The temple follows the traditions of the Thenkalai sect and follows Vaikasana aagama. The temple is open from 7:30-11:30 am and between 4-7:30 pm. The temple priests perform the pooja (rituals) during festivals and on a daily basis. The temple rituals are performed four times a day: Kalasanthi at 8:00 a.m., Uchikalam at 12:00 p.m., Sayarakshai at 5:00 p.m., and Sayatrakshai at 7:30 p.m. There are weekly, monthly and fortnightly rituals performed in the temple.

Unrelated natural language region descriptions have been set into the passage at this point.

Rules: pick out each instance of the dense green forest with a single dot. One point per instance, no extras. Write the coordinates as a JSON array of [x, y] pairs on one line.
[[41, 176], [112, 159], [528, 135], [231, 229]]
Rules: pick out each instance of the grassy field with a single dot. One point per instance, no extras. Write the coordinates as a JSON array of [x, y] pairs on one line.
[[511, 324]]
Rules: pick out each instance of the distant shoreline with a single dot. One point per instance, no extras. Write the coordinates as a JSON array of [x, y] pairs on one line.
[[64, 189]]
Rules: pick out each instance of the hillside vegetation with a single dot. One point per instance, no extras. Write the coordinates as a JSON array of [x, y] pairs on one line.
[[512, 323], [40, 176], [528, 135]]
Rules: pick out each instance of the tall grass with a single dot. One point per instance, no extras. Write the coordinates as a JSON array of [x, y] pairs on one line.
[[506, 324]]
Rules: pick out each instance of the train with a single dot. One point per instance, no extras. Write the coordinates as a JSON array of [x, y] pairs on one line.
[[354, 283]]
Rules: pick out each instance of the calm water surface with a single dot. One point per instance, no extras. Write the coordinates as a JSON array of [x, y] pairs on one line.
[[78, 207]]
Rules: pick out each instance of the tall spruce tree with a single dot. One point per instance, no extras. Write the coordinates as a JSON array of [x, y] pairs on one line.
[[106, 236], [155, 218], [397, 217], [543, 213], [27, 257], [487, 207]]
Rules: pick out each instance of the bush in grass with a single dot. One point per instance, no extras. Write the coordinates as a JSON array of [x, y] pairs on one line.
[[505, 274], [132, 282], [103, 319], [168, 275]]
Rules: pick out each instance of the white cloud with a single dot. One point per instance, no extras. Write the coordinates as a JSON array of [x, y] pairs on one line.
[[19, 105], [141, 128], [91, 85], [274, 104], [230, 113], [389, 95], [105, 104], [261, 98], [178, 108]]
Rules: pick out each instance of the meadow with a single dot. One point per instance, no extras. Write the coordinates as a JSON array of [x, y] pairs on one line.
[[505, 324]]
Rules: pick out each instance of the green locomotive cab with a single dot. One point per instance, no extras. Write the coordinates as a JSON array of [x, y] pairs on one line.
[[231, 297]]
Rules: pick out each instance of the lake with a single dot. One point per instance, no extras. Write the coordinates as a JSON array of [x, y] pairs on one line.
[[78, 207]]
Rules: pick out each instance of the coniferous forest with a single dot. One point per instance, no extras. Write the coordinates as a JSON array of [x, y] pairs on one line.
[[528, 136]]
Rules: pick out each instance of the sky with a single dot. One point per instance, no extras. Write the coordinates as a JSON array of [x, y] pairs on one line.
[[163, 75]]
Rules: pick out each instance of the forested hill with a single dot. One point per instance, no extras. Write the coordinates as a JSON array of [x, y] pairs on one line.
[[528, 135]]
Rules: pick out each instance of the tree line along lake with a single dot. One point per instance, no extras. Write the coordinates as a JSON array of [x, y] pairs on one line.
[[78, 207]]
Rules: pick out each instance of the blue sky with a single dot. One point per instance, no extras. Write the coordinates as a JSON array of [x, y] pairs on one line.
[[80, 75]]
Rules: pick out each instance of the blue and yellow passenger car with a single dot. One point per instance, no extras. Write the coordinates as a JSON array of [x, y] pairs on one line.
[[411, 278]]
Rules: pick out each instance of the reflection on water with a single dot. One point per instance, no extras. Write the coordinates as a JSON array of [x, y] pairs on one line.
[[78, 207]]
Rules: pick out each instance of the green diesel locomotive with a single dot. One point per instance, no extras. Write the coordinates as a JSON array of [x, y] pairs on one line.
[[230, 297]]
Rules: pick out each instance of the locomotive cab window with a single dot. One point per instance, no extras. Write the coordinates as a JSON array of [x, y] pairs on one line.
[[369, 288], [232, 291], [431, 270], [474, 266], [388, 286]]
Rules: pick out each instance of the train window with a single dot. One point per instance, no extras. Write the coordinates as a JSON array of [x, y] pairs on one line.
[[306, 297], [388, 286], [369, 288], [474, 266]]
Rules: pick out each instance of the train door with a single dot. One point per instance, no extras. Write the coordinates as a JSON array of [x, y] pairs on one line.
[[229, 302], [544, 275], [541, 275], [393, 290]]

The Thirumangai Alvar Mangalasasana Utsavam is the most prominent festival of the temple. During the new moon day of the Tamil month Thai (January - February), the festival deity of presiding deity is taken in a Garuda mount to Thirumanimadam from Thiruvali. The major event of the festival is Garudasevai in which the festival images of the eleven Thirunangur Tirupathis are brought on mount designed like Garuda, called Garuda Vahana, to Thirunangur. The festive image of Thirumangai Alvar is brought on a Hamsa Vahanam (palanquin) from Thirunagari and his paasurams (verses) dedicated to each of these eleven temples are recited during the occasion. The festival images of Thirumangai Alvar and his consort Kumudavalli Naachiyar are taken in the palanquin to each of the eleven temples and the verses dedicated to the temples are chanted in the respective shrines. The other festivals celebrated in the temple are the ten-day Vaikasi Swathi festival, Pavitrotsavam during Aani (June - July), Swathi every month, and Panguni Uthiram during Panguni (March - April).